Expectations for Demand Recovery and Benefit from Texas Facility Shutdown
Foreign and Institutional Buyers Drive 26% and 15% Increase This Month, Respectively
[Asia Economy Reporter Minji Lee] Foreign and institutional investors are showing increased interest in S-Oil and Lotte Chemical, as expectations rise for the resumption of economic activities and benefits from facility shutdowns caused by the Texas cold wave.
According to the Korea Exchange on the 23rd, foreign and institutional investors have purchased the most shares in refining and chemical companies, with S-Oil and Lotte Chemical leading in stock purchases so far this month. During this period, foreigners and institutions bought 233.6 billion KRW worth of S-Oil shares and 127.9 billion KRW worth of Lotte Chemical shares. This is based on the expectation that these two companies, which posted poor results last year due to weak demand caused by the spread of COVID-19, will enter a performance turnaround phase with demand recovery following the reopening of economic activities.
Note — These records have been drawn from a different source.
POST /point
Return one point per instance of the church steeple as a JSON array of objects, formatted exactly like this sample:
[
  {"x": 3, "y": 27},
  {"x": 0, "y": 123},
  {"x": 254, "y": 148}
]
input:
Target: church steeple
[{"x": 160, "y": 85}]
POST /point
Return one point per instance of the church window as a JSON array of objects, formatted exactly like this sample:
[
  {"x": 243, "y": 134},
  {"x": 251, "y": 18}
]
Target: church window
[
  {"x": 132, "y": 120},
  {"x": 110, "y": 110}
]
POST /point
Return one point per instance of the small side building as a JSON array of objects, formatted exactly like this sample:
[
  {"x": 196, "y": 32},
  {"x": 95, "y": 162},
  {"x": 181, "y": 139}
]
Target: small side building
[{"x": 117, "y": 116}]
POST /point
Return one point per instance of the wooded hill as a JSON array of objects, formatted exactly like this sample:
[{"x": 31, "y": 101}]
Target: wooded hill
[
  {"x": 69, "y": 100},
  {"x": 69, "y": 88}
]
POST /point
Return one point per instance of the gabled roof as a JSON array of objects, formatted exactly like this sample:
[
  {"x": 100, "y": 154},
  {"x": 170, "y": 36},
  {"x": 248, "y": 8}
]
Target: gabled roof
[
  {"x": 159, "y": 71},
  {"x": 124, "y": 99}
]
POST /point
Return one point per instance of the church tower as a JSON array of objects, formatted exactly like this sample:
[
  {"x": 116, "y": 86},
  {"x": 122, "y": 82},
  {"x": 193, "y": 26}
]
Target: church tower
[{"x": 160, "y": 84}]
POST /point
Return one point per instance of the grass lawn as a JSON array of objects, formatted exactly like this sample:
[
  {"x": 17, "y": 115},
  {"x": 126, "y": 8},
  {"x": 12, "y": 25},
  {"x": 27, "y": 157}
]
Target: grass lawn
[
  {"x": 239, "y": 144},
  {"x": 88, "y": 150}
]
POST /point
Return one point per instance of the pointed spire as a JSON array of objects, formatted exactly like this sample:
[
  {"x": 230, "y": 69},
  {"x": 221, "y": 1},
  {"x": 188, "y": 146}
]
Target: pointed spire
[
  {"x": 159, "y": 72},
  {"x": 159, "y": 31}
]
The stock prices have also risen. Since the beginning of this month, the stock prices of the two companies have increased by 26% and 15%, respectively. As of 11:10 AM on the day, Lotte Chemical recorded 326,500 KRW, up 8.11% from the previous day, and S-Oil was at 89,000 KRW, up 3.7%.
The Texas cold wave is analyzed to be accelerating the pace of performance improvement for both companies. According to Argus, an energy information specialist, power supply was cut off to 2 million households in the U.S., and approximately 3.3 million barrels per day (mbpd) of refining capacity in the U.S. has been shut down. This accounts for 15% of the total U.S. capacity and 3.3% of global capacity, indicating that the petroleum products market is expected to remain tight for the time being.
In the chemical sector, shutdowns are continuing, so supply is expected to be insufficient relative to demand for chemical products such as PE, PP, and MEG. In particular, MEG supply in the U.S. has become highly unstable, and Lotte Chemical is expected to significantly increase its profit improvement. As of last week, the MEG price was $705, about 30% higher compared to the beginning of the year.
Considering these environmental changes, the securities industry is raising earnings expectations for S-Oil and Lotte Chemical. According to financial information provider FnGuide, S-Oil's expected operating profit for the first quarter is 173.1 billion KRW, with a turnaround to profitability expected compared to the previous year. Hyundai Motor Securities forecasts a quarterly profit of 328 billion KRW and raised the target stock price by 27% to 110,000 KRW. This is based on the judgment that rising international oil prices and strong chemical product prices could have a positive impact. Kang Dongjin, a researcher at Hyundai Motor Securities, explained, “Although refining margins (the amount obtained by subtracting crude oil purchase costs from petrochemical product prices) will be limited due to weak jet fuel demand, rising oil prices will increase inventory-related profits, resulting in a profit.”
For Lotte Chemical, the expected operating profit for the first quarter is around 360 billion KRW, with a turnaround to profitability expected compared to the previous year. Baek Youngchan, a researcher at KB Securities, who raised the target stock price by 37% to 504,000 KRW, analyzed, “Demand recovery following the economic recovery after COVID-19 will be clearly visible from the first quarter. With expected price increases for chemical products such as MEG, the stock price gains of cyclical stocks will be even greater after confirming quarterly results.”